There, Volpe was charged with making pasta every morning. She had to get good at making it and at making it quickly. It was messy work, but she was into that. “I’m kind of a blue-collar gal at heart, I guess, because I really like working with my hands. I really like getting dirty.… I like sweating at work. I like the physicality of [it].”

But when evening fell and Volpe moved into the kitchen to actually cook the pasta she had made, her passion took a dive. It didn’t take long for her to realize that cooking in a restaurant kitchen wasn’t her thing. So she put in her time, but in late 2007 put in her notice. She started living off her savings and worked on her pasta recipe for six months.
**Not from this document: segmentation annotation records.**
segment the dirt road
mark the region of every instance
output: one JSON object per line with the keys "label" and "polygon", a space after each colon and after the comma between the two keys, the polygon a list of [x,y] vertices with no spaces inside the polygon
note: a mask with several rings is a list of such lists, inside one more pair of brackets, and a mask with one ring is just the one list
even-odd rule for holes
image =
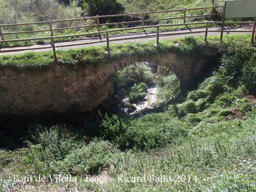
{"label": "dirt road", "polygon": [[[228,30],[232,30],[234,31],[237,31],[238,30],[252,30],[252,26],[244,26],[241,27],[229,27],[229,28],[226,28],[225,29]],[[212,27],[209,28],[209,30],[219,30],[220,31],[221,29],[220,27]],[[175,33],[177,32],[186,32],[189,31],[202,31],[205,30],[205,29],[191,29],[188,28],[188,29],[183,30],[179,30],[178,31],[168,31],[166,32],[161,32],[161,34],[164,34],[166,33]],[[251,33],[248,32],[248,33]],[[232,34],[241,34],[241,33],[238,32],[234,32],[232,33]],[[229,33],[224,33],[224,35],[227,35],[229,34]],[[110,37],[109,38],[110,39],[114,39],[120,38],[125,38],[126,37],[138,37],[140,36],[144,35],[151,35],[154,34],[155,33],[147,33],[146,31],[145,33],[136,33],[136,34],[128,34],[125,35],[116,35],[114,37]],[[159,40],[165,39],[167,39],[170,38],[176,38],[179,37],[185,37],[186,36],[198,36],[204,35],[205,33],[195,33],[191,34],[178,34],[175,35],[171,36],[167,36],[164,37],[159,37]],[[220,35],[220,31],[219,33],[218,32],[208,32],[208,35]],[[102,38],[102,40],[105,40],[105,37],[103,37]],[[85,38],[82,40],[78,40],[76,41],[65,41],[62,42],[59,42],[55,43],[55,45],[67,45],[68,44],[78,44],[78,43],[82,43],[87,42],[90,42],[92,41],[99,41],[99,39],[98,38]],[[129,40],[124,40],[110,42],[110,44],[120,44],[122,43],[124,43],[125,42],[143,42],[144,41],[147,41],[151,40],[155,40],[156,41],[156,38],[155,37],[149,37],[149,38],[137,38],[133,39],[129,39]],[[100,42],[97,44],[89,44],[83,45],[78,45],[75,46],[69,46],[69,47],[65,47],[64,48],[56,48],[57,50],[63,50],[63,49],[74,49],[75,48],[81,48],[87,47],[90,46],[93,46],[94,45],[106,45],[106,42]],[[23,46],[19,48],[39,48],[39,47],[47,47],[49,46],[49,44],[44,45],[35,45],[31,46]],[[8,50],[10,49],[17,49],[17,48],[3,48],[1,49],[1,50]],[[6,53],[0,53],[0,55],[6,55],[6,54],[13,54],[16,53],[23,53],[30,52],[41,52],[41,51],[47,51],[49,50],[52,50],[52,48],[47,49],[37,49],[36,50],[26,50],[26,51],[19,51],[19,52],[6,52]]]}

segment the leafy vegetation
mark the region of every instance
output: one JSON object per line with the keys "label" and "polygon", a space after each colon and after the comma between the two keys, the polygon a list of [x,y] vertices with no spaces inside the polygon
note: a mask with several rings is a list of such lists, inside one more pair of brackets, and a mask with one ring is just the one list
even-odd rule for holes
{"label": "leafy vegetation", "polygon": [[79,0],[79,5],[87,14],[91,16],[107,15],[120,14],[124,8],[116,0]]}
{"label": "leafy vegetation", "polygon": [[[203,37],[200,38],[196,39],[196,49],[203,42]],[[68,185],[60,184],[60,187],[71,191],[76,187],[80,191],[113,192],[256,191],[256,48],[254,45],[244,43],[249,41],[249,35],[225,37],[221,45],[216,43],[219,38],[210,37],[208,43],[218,45],[223,52],[221,65],[217,65],[212,74],[182,101],[167,105],[161,112],[139,117],[110,113],[100,116],[99,124],[95,124],[94,128],[99,132],[93,136],[72,133],[74,128],[68,125],[48,128],[37,125],[35,133],[23,148],[0,150],[0,178],[4,178],[4,173],[5,175],[0,186],[4,191],[18,191],[21,186],[37,190],[35,183],[14,184],[11,180],[14,173],[70,174],[79,178],[85,174],[105,174],[112,180],[105,184],[82,180]],[[194,39],[175,41],[181,46],[182,42],[187,48],[189,45],[192,53],[195,44],[184,42],[193,42]],[[159,49],[163,50],[183,50],[175,46],[173,41],[161,43]],[[151,44],[147,45],[144,47],[146,49],[154,49],[151,48]],[[119,51],[129,50],[122,46]],[[139,52],[133,49],[141,47],[133,46],[129,47],[131,52]],[[116,54],[117,49],[114,50]],[[75,54],[78,51],[74,51]],[[69,57],[71,53],[65,57]],[[151,74],[144,66],[140,69],[143,72],[143,79],[151,79],[147,75]],[[118,87],[132,86],[134,83],[138,86],[140,83],[139,75],[128,79],[121,78],[126,76],[124,72],[131,74],[127,69],[116,77],[122,80],[117,84]],[[175,79],[167,69],[163,70],[159,78],[159,84],[163,87]],[[78,129],[86,129],[86,126]],[[178,181],[146,180],[128,183],[118,180],[120,175],[143,177],[165,174]],[[177,180],[177,175],[185,176],[185,181]],[[48,187],[48,184],[52,185]],[[56,185],[51,184],[48,178],[46,183],[40,184],[40,190],[49,190],[47,188],[50,187],[56,189]]]}
{"label": "leafy vegetation", "polygon": [[163,69],[163,74],[157,78],[159,88],[158,97],[161,103],[166,103],[176,97],[181,91],[180,82],[175,74],[166,67]]}
{"label": "leafy vegetation", "polygon": [[131,88],[131,91],[128,95],[130,102],[134,103],[143,100],[147,95],[148,87],[145,83],[140,83],[138,84],[135,83]]}

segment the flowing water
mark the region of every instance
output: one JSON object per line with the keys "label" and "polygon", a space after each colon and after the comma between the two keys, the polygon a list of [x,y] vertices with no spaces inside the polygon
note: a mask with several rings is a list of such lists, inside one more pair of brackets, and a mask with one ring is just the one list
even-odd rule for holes
{"label": "flowing water", "polygon": [[[155,85],[154,85],[147,90],[147,95],[144,98],[143,101],[137,103],[133,103],[132,105],[134,106],[136,109],[131,113],[129,113],[130,114],[133,114],[139,112],[140,111],[143,111],[147,109],[153,109],[158,106],[158,99],[157,96],[158,88]],[[125,97],[123,100],[123,102],[127,102],[129,99],[127,97]],[[127,109],[124,109],[125,111],[128,112]]]}

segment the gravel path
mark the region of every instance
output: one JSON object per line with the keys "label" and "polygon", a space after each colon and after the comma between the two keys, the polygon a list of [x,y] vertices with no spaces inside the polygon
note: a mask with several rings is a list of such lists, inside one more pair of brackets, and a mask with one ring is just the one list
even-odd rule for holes
{"label": "gravel path", "polygon": [[[244,26],[241,27],[229,27],[229,28],[225,28],[226,30],[230,30],[234,31],[238,30],[252,30],[252,26]],[[182,33],[182,32],[186,32],[189,31],[200,31],[204,30],[205,30],[205,28],[203,29],[191,29],[188,28],[188,29],[183,30],[179,30],[178,31],[168,31],[166,32],[161,32],[160,33],[161,34],[164,34],[166,33]],[[220,27],[212,27],[209,28],[209,30],[221,30],[221,28]],[[146,31],[145,31],[146,32]],[[248,33],[250,33],[250,32],[248,32]],[[227,35],[229,33],[224,33],[224,35]],[[238,32],[234,32],[232,33],[232,34],[241,34],[241,33]],[[154,34],[155,33],[136,33],[136,34],[128,34],[125,35],[116,35],[113,37],[110,37],[109,39],[118,39],[120,38],[125,38],[126,37],[139,37],[140,36],[144,35],[145,34],[147,35],[151,35]],[[204,35],[205,33],[195,33],[191,34],[178,34],[175,35],[171,36],[166,36],[164,37],[159,37],[159,40],[161,39],[167,39],[170,38],[176,38],[179,37],[185,37],[186,36],[198,36]],[[220,35],[220,31],[219,33],[218,32],[208,32],[208,35]],[[105,37],[103,37],[102,38],[102,40],[105,40]],[[156,38],[155,37],[149,37],[149,38],[137,38],[135,39],[129,39],[129,40],[124,40],[121,41],[113,41],[110,42],[110,44],[111,45],[112,44],[120,44],[122,43],[124,43],[125,42],[143,42],[144,41],[149,41],[155,40],[156,41]],[[67,45],[69,44],[78,44],[78,43],[85,43],[87,42],[90,42],[92,41],[99,41],[99,39],[98,38],[86,38],[82,40],[78,40],[76,41],[65,41],[63,42],[56,42],[55,43],[55,45]],[[94,45],[106,45],[106,43],[105,42],[98,43],[97,44],[89,44],[86,45],[77,45],[75,46],[69,46],[69,47],[65,47],[64,48],[56,48],[57,50],[63,50],[63,49],[74,49],[75,48],[81,48],[89,47],[90,46],[93,46]],[[33,45],[31,46],[23,46],[20,47],[18,49],[22,49],[25,48],[38,48],[38,47],[43,47],[45,46],[48,46],[50,45],[50,44],[48,44],[46,45]],[[10,49],[17,49],[17,48],[3,48],[1,49],[1,50],[8,50]],[[47,49],[37,49],[36,50],[26,50],[26,51],[19,51],[19,52],[6,52],[6,53],[0,53],[0,55],[6,55],[6,54],[13,54],[16,53],[26,53],[27,52],[41,52],[41,51],[47,51],[49,50],[52,50],[52,48]]]}

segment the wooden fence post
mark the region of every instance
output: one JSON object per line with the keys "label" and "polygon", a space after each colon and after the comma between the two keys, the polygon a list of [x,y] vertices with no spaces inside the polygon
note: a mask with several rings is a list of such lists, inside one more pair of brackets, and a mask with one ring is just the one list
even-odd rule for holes
{"label": "wooden fence post", "polygon": [[145,20],[145,14],[144,13],[144,11],[142,11],[142,27],[144,27],[145,26],[145,23],[144,23],[144,20]]}
{"label": "wooden fence post", "polygon": [[3,31],[2,31],[2,27],[0,27],[0,35],[1,35],[1,38],[2,38],[2,41],[4,41],[4,35],[3,35],[2,33]]}
{"label": "wooden fence post", "polygon": [[222,42],[222,38],[223,38],[223,31],[225,24],[225,12],[226,12],[226,6],[227,5],[227,1],[225,1],[225,4],[223,8],[223,14],[222,14],[222,25],[221,27],[221,43]]}
{"label": "wooden fence post", "polygon": [[54,37],[53,36],[51,36],[51,45],[52,46],[52,49],[53,50],[53,56],[54,57],[54,61],[57,62],[57,57],[56,55],[56,50],[55,50],[55,45],[54,44]]}
{"label": "wooden fence post", "polygon": [[208,34],[208,27],[209,27],[209,22],[206,22],[206,27],[205,30],[205,36],[204,37],[204,41],[207,41],[207,35]]}
{"label": "wooden fence post", "polygon": [[183,23],[186,23],[186,16],[187,16],[187,8],[184,8],[185,9],[184,11],[184,18],[183,19]]}
{"label": "wooden fence post", "polygon": [[[97,15],[97,28],[98,29],[98,31],[99,32],[99,15]],[[99,40],[101,41],[101,34],[99,33]]]}
{"label": "wooden fence post", "polygon": [[[255,34],[255,28],[256,28],[256,17],[254,19],[254,24],[253,25],[253,29],[252,30],[252,43],[253,43],[254,39],[254,34]],[[256,37],[255,37],[256,38]]]}
{"label": "wooden fence post", "polygon": [[159,26],[157,25],[157,45],[159,45]]}
{"label": "wooden fence post", "polygon": [[107,40],[107,50],[108,53],[109,53],[109,38],[108,31],[106,31],[106,37]]}
{"label": "wooden fence post", "polygon": [[49,25],[50,26],[50,30],[51,31],[51,36],[53,36],[53,32],[52,31],[52,23],[49,23]]}

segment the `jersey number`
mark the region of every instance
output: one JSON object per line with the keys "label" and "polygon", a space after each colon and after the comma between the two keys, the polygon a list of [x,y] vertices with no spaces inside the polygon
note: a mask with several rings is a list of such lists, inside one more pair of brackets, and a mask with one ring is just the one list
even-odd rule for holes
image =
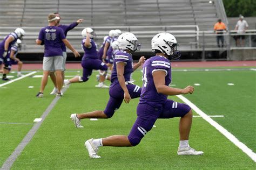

Volpe now sells five varieties of fresh pasta. At Edgewater’s Farmers’ Market, she sells a red-chile linguine, a golden-egg parpadelle, a white-wine tagliatelle and an herbed tagliatelle (the herbs for which change from week to week). On Wednesdays, when she’s at Green City Market, she’s not allowed to offer the red chile (the chiles not being local), so she sells a roasted-tomato linguine instead. Those chiles aside, she’s fiercely dedicated to local ingredients, and though she’s not certified organic, the flour she uses is. It makes for a product that’s a little more expensive—$10 for two very generous servings. But so far, she hasn’t had any problems selling it. In fact, if anything, the pasta has been serving the purpose she always hoped it would: turning dried-pasta addicts on to the fresh stuff. On Saturdays, she’ll often head to Dirk’s Fish (2070 N Clybourn Ave, 773-404-3475), where her pasta is also sold, and pass out samples. It’s “the best moment of my Saturday,” she says. After tasting the pasta, people will often look at her, surprised. “Oh my God,” they say. “I had no idea.”